Crawlab is an open-source web crawler management platform. Its design goal is to help users easily create, manage, and monitor web crawler tasks. Crawlab provides a user-friendly graphical interface that allows users to configure crawler tasks, set crawling rules, monitor the crawling status, and view the crawling results.
You can check the Introduction section for more information.
Why can Crawlab execute crawlers written in different programming languages and frameworks?
Crawlab executes crawler tasks based on Shell commands. Therefore, theoretically, any crawler that can be run using Shell commands can be executed in Crawlab if the environment allows.

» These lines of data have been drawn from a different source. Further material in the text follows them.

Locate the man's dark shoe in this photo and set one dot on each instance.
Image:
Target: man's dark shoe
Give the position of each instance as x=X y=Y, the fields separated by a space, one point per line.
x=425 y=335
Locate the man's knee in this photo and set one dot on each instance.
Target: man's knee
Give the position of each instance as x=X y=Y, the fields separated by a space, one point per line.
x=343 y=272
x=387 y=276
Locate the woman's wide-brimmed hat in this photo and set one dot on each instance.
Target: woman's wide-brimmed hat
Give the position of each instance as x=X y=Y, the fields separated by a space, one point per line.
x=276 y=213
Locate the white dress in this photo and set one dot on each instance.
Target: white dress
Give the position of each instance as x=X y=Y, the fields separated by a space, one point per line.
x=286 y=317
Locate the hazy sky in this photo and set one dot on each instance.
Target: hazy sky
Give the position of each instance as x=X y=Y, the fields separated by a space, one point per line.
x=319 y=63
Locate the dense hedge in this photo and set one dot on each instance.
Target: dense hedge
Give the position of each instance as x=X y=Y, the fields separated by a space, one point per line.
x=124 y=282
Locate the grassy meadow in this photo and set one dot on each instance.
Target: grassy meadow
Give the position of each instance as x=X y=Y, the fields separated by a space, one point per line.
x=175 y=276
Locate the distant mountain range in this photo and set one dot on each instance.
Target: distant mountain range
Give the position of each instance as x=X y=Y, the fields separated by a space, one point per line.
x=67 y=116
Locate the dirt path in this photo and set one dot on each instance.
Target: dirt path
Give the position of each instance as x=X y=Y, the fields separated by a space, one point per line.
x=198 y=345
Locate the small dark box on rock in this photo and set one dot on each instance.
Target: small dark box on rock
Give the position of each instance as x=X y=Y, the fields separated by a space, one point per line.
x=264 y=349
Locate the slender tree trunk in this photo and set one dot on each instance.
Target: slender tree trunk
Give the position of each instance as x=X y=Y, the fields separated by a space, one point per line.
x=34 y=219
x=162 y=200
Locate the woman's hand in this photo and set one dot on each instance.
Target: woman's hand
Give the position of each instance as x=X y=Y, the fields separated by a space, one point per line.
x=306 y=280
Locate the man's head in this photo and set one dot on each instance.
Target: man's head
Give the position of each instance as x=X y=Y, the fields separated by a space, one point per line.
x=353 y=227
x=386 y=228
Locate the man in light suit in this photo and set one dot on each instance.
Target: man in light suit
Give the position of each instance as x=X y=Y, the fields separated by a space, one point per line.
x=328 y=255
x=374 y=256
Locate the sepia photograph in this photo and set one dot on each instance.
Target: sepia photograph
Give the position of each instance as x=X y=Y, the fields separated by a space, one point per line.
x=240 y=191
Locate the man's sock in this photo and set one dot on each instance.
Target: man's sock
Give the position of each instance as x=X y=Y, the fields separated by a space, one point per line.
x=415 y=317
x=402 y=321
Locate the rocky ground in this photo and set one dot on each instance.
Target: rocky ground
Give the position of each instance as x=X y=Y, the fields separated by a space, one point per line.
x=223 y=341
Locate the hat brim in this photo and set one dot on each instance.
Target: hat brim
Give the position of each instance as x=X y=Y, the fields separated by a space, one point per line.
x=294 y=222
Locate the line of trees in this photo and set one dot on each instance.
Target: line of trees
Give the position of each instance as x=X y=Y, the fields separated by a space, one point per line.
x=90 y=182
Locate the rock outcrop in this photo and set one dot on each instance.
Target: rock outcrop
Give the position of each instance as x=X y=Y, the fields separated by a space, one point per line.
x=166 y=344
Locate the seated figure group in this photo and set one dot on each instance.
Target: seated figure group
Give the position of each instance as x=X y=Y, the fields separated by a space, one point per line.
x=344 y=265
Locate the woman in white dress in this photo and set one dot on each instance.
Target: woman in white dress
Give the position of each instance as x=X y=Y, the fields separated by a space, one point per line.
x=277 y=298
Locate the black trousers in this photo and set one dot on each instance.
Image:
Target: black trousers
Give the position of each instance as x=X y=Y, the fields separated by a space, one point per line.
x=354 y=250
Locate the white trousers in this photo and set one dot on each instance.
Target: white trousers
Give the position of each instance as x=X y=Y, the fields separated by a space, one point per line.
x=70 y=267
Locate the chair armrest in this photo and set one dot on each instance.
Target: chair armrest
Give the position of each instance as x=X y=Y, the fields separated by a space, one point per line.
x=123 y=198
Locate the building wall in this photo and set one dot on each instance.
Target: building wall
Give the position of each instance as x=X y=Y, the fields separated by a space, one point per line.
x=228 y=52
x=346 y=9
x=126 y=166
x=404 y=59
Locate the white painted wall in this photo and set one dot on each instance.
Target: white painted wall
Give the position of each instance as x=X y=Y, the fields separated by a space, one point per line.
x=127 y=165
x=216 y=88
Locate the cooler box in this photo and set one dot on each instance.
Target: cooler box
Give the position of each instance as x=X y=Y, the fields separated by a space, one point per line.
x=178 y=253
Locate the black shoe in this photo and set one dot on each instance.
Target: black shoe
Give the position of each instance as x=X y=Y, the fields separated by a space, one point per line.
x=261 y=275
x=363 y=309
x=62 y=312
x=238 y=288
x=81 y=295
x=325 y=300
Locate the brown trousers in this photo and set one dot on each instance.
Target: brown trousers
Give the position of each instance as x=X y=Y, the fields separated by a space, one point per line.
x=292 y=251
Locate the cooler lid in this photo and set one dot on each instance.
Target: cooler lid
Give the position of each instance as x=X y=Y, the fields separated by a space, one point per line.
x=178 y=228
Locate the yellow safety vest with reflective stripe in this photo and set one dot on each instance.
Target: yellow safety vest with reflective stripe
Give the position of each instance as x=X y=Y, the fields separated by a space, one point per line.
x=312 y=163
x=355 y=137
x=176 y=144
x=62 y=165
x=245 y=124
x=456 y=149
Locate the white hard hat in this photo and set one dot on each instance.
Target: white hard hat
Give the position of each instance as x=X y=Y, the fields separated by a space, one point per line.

The Execution Command and Parameters in the crawler are concatenated to form the actual Shell command for the
crawler task. For example, if the Execute Command of a certain crawler is python main.py and the parameter
is spider1, then the Shell command for the crawler task will be python main.py spider1.
Why does Crawlab always pull version v0.7.0 instead of the latest version?
For users in China, it is highly possible that you have configured the Aliyun mirror proxy. Please use other mirror proxies, such as Tencent Cloud mirror proxy.
How do I upgrade from v0.6 to v0.7?
v0.7 switches node-to-node communication and file synchronization to gRPC, which is a breaking change: v0.7 and
v0.6.x nodes cannot interoperate, so you must upgrade the whole cluster (master and all workers) together. Make sure
the master node's gRPC port (default 9666) is reachable by every worker node.
For step-by-step instructions, see the Migration Guide.
Does Crawlab support Scrapy?
Yes, Crawlab supports Scrapy, and it has a built-in pipeline that can be used. You just need to
add crawlab.CrawlabPipeline to the ITEM_PIPELINS in the settings.py file to integrate it.
For more details, please refer to Data Integration.
Does Crawlab support Selenium?
Yes, Crawlab supports Selenium for web scraping. For more details, please refer to Selenium Spider Integration.
Why do scheduled tasks not run as expected?
First of all, check if your scheduled task is enabled.
If enabled, it is very likely that your time zone is not set to your local time. You need to set the environment
variable TZ to your local time zone, such as Asia/Shanghai.
Reference: Issue #1383
What is Crawlab AI?
Crawlab AI is a new product of Crawlab. It is in an early stage of development and provides a playground for users to experiment with intelligent data extraction. You can visit the Crawlab AI website for more information.